Many pancreatic cancer patients experience weight loss, which can be caused or made worse by treatment as well as the tumor itself. A muscle-wasting disorder called cachexia can be very debilitating to patients and can dramatically impact their quality of life.
Seeing healthcare professionals who focus on symptom management and supportive (palliative) care improves outcomes and is critical for your quality of life.
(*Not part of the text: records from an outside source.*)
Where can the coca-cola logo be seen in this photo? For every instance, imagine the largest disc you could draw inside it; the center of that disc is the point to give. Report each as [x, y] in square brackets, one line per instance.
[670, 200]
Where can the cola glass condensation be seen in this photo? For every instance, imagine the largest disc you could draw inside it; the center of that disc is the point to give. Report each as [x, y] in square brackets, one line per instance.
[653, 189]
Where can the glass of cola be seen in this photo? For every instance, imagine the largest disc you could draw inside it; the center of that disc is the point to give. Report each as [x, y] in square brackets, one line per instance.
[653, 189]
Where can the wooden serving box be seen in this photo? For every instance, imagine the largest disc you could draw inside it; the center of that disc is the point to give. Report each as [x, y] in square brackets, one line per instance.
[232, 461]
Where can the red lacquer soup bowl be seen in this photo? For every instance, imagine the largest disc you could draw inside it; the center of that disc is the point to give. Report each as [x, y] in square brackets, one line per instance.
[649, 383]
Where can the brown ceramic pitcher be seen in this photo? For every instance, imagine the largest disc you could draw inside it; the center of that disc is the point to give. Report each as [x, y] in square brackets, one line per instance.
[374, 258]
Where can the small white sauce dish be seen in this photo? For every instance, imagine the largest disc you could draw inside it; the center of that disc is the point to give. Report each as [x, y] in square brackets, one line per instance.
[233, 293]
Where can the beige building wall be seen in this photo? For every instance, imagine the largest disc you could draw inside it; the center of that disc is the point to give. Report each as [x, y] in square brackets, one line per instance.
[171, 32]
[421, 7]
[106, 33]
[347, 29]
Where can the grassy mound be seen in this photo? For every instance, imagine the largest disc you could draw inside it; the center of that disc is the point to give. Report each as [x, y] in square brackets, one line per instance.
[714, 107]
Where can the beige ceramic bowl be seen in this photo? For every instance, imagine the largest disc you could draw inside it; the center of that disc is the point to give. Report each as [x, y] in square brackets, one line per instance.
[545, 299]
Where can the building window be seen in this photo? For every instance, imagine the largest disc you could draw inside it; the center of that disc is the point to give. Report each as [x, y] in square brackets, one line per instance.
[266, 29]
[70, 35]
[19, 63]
The Pancreatic Cancer Action Network (PanCAN) strongly recommends that symptom management and supportive (palliative) care should be provided early in your diagnosis as well as during and after treatment.
Research is being done to understand the biological basis for cachexia, including a PanCAN-funded project conducted by Jason Doles, PhD. Evidence suggests that cachexia is caused by factors called cytokines that are released by the cancer cells and impact the body’s use of nutrients. In fact, these cytokines are thought to cause the body to burn calories faster than they are replaced.
Some researchers are looking to develop scientific and clinical strategies to prevent or reduce the release of cytokines or the breakdown of muscle tissue in response to cachexia. Others, like Doles, are focused on determining whether the muscle can be repaired or regenerated to minimize the impact on the patient.
While there is not a specific treatment for cachexia now, measures can be taken to mitigate the symptoms to make the patient feel better and stronger and be more able to tolerate treatment.
A registered dietitian can provide nutritional counseling to help minimize weight loss. More tips and resources can be found here, including additional information about how food, drink and exercise can impact weight loss and improve pancreatic cancer patients’ quality of life.
Finally, strategies to treat the tumor can also alleviate some of the cancer-induced symptoms and side effects, like cachexia.